Just before I boarded, my Garrison Sergeant Major came to see me: the highest non-commissioned officer in the camp. I was so off my face on painkillers, the only thing I slurred to him was: ‘It’s a really good job I had my bikini line waxed the night before I got blown up!’ When the nurse told me this later, I was mortified. Apparently he took it well, although understandably he went slightly puce and muttered, ‘Very good.’

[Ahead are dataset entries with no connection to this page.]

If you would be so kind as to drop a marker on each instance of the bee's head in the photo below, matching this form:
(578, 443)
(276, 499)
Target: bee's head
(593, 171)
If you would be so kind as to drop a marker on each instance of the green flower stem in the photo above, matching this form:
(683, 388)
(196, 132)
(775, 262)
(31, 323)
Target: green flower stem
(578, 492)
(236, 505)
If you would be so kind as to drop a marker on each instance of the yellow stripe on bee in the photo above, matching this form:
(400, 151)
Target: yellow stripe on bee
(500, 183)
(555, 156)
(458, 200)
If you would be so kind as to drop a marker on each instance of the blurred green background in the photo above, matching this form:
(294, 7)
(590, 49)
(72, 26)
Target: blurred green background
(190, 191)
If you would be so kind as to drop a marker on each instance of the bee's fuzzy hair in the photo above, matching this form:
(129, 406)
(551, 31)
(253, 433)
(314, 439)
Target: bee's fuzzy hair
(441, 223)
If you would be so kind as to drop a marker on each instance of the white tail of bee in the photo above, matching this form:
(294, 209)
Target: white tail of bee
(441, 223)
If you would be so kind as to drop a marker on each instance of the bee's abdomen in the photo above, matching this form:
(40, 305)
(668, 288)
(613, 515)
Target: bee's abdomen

As I was wheeled inside the plane I started crying, saying: ‘What if they mortar us as I can’t get off the stretcher?’ ‘My nurse said: ‘No – you will be OK.’ I felt such profound terror that they decided to sedate me. Halfway through the flight I stirred when the plane’s engines seemed incredibly noisy. Military planes aren’t insulated in the same way as commercial planes. I looked sideways and saw someone with plasters and bandages all over his legs and face: it was Karl Croft. He’d managed to come on as a walking casualty rather than on a stretcher. It was comforting to see him there, even if he did look a bit like an Egyptian mummy.

My nurse patted my hand and said: ‘Go back to sleep. Everything’s OK. We’re on the way home.’

As I drifted off into a deep sleep, my thoughts turned to
being back home and with my family. My last memory before blacking out is of seeing Milly’s smiling face in my mind’s eye and an overwhelming feeling of relief I was heading home.